Dear Mom and Dad,

Growing up, although you were aware of my autism diagnosis you chose not to acknowledge it or discuss it with me in depth. You recognized my ability, intelligence, and held me to high expectations and I truly do appreciate that. However, when you decided to ignore my deficits under the notion that autism didn’t define me you denied me of the self awareness and support I needed to meet those expectations.

As a parent now myself, I understand your approach of ignoring “the label“. You didn’t want myself or others to assign the limitations that society often bestows upon those diagnosed with ASD, as you knew that my deficits didn’t define me but in doing this you didn’t acknowledge me wholly. This also resulted in me not acknowledging or accepting myself wholly.

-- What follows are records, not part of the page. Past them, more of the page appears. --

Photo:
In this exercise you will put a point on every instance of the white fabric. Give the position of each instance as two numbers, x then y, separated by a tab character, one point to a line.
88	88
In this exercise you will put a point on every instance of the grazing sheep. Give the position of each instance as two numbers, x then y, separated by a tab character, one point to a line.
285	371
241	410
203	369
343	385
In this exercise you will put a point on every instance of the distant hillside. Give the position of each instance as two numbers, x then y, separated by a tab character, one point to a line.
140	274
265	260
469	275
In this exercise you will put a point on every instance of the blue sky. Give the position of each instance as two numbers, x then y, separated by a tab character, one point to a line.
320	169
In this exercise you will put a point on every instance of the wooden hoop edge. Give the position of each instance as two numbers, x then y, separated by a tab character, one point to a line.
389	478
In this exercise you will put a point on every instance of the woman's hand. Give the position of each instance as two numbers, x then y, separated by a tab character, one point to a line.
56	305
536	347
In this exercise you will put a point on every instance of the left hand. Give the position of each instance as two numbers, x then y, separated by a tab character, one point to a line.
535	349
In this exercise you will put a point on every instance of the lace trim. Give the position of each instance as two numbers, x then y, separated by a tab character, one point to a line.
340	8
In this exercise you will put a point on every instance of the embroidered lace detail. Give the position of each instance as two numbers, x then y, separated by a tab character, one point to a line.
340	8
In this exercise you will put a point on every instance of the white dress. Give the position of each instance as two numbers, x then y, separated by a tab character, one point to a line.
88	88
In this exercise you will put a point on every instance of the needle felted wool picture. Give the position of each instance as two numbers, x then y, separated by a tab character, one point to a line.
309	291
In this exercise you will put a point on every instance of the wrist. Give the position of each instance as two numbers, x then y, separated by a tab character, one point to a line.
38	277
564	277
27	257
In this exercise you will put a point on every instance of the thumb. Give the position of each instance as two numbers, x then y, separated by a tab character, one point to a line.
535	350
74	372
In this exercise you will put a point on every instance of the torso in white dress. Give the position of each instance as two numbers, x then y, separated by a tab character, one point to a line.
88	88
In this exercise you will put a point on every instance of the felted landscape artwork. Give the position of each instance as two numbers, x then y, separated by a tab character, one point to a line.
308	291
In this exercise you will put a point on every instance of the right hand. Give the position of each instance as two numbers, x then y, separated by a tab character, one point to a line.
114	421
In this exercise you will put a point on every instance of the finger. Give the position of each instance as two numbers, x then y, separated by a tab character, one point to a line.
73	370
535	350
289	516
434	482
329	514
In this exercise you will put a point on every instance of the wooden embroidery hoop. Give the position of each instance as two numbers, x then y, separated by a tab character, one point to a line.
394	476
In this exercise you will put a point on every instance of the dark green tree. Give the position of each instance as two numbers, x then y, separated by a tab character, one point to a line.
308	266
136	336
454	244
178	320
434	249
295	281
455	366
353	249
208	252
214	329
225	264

I needed to grow up more aware of my deficits. With more awareness I could have used my strengths to help me cope with my weaknesses. With awareness, and the support that comes with acknowledgement of my weaknesses I would have developed a greater sense of self. I would come into myself and exceeded your expectations, and my own, in a more timely fashion.

Growing up without self-awareness and self-acceptance was damaging in many ways. My lack of self-awareness and self-acceptance was reflected in many life decisions that impacted me negatively. I developed the unhealthy habits of masking and camouflaging and those efforts could have easily been applied toward the development of coping skills instead.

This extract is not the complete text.